New spectra in 2.9-4.1 microns range provide novel insights into moon surface composition.

Abstract

The large and tidally-locked classical moons of Uranus display longitudinal and planetocentric trends in their surface compositions. Spectrally red material has been detected primarily on the leading hemispheres of the outer moons, Titania and Oberon. Furthermore, detected H2O ice bands are stronger on the leading hemispheres of the classical satellites, and the leading/trailing asymmetry in H2O ice band strengths decreases with distance from Uranus. We hypothesize that the observed distribution of red material and trends in H2O ice band strengths results from infalling dust from Uranian irregular satellites.
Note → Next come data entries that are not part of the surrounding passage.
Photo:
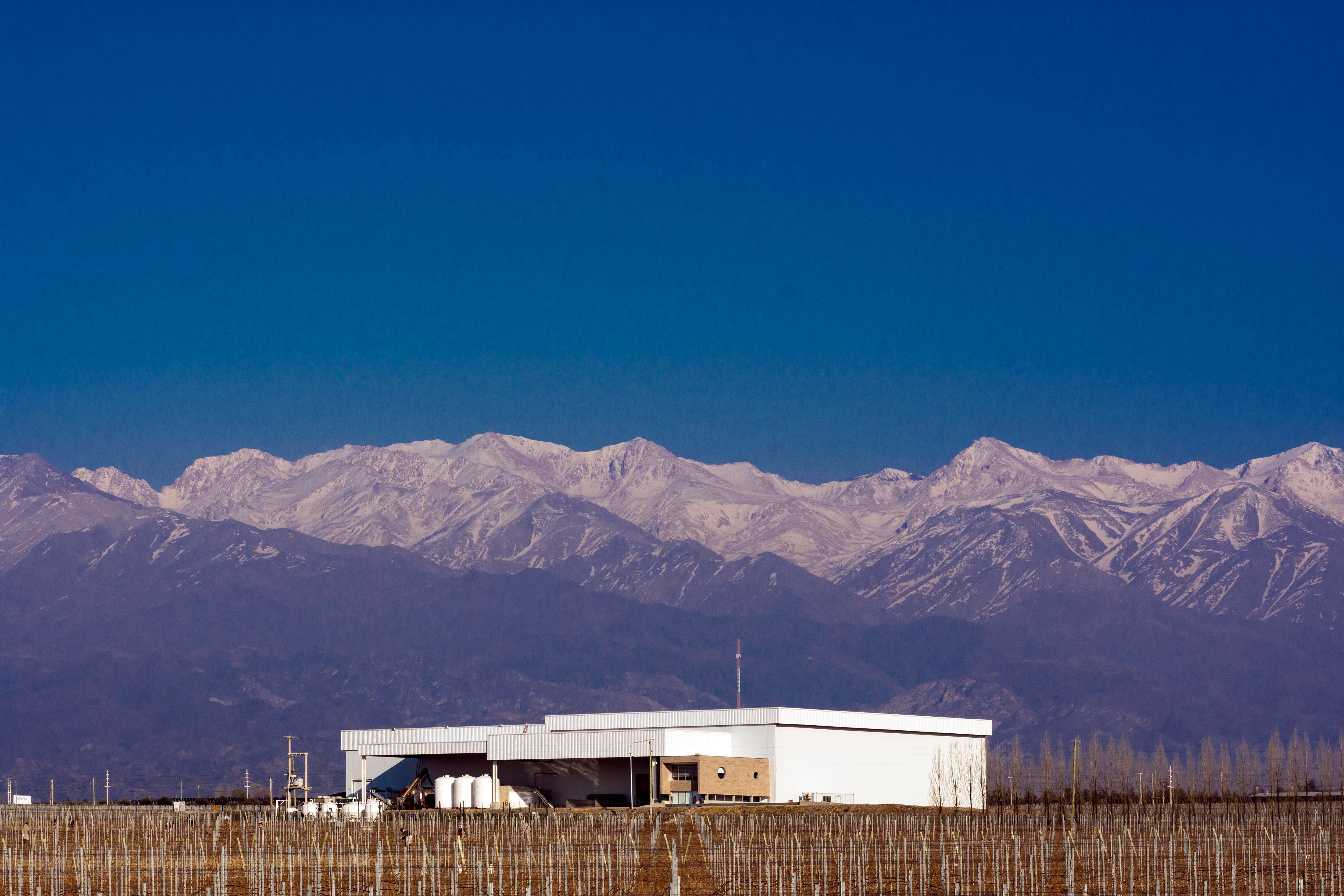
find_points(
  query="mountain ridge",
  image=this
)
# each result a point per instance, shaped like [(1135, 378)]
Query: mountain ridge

These dust particles migrate inward on slowly decaying orbits, eventually reaching the classical satellite zone, where they collide primarily with the outer moons. The latitudinal distribution of dust swept up by these moons should be fairly even across their southern and northern hemispheres. However, red material has only been detected over the southern hemispheres of these moons (subsolar latitude 81 S). Consequently, to test whether irregular satellite dust impacts drive the observed enhancement in reddening, we have gathered new ground-based data of the now observable northern hemispheres of these moons (sub-observer latitudes, 17 to 35 N). Our results and analyses indicate that longitudinal and planetocentric trends in reddening and H2O ice band strengths are broadly consistent across both southern and northern latitudes of these moons, thereby supporting our hypothesis. Utilizing a suite of numerical best fit models, we investigate the composition of the reddening agent detected on these moons, finding that both complex organics and amorphous pyroxene match the spectral slopes of our data. We also present spectra that span 2.9 to 4.1 microns, a previously unexplored wavelength range in terms of spectroscopy for the Uranian moons.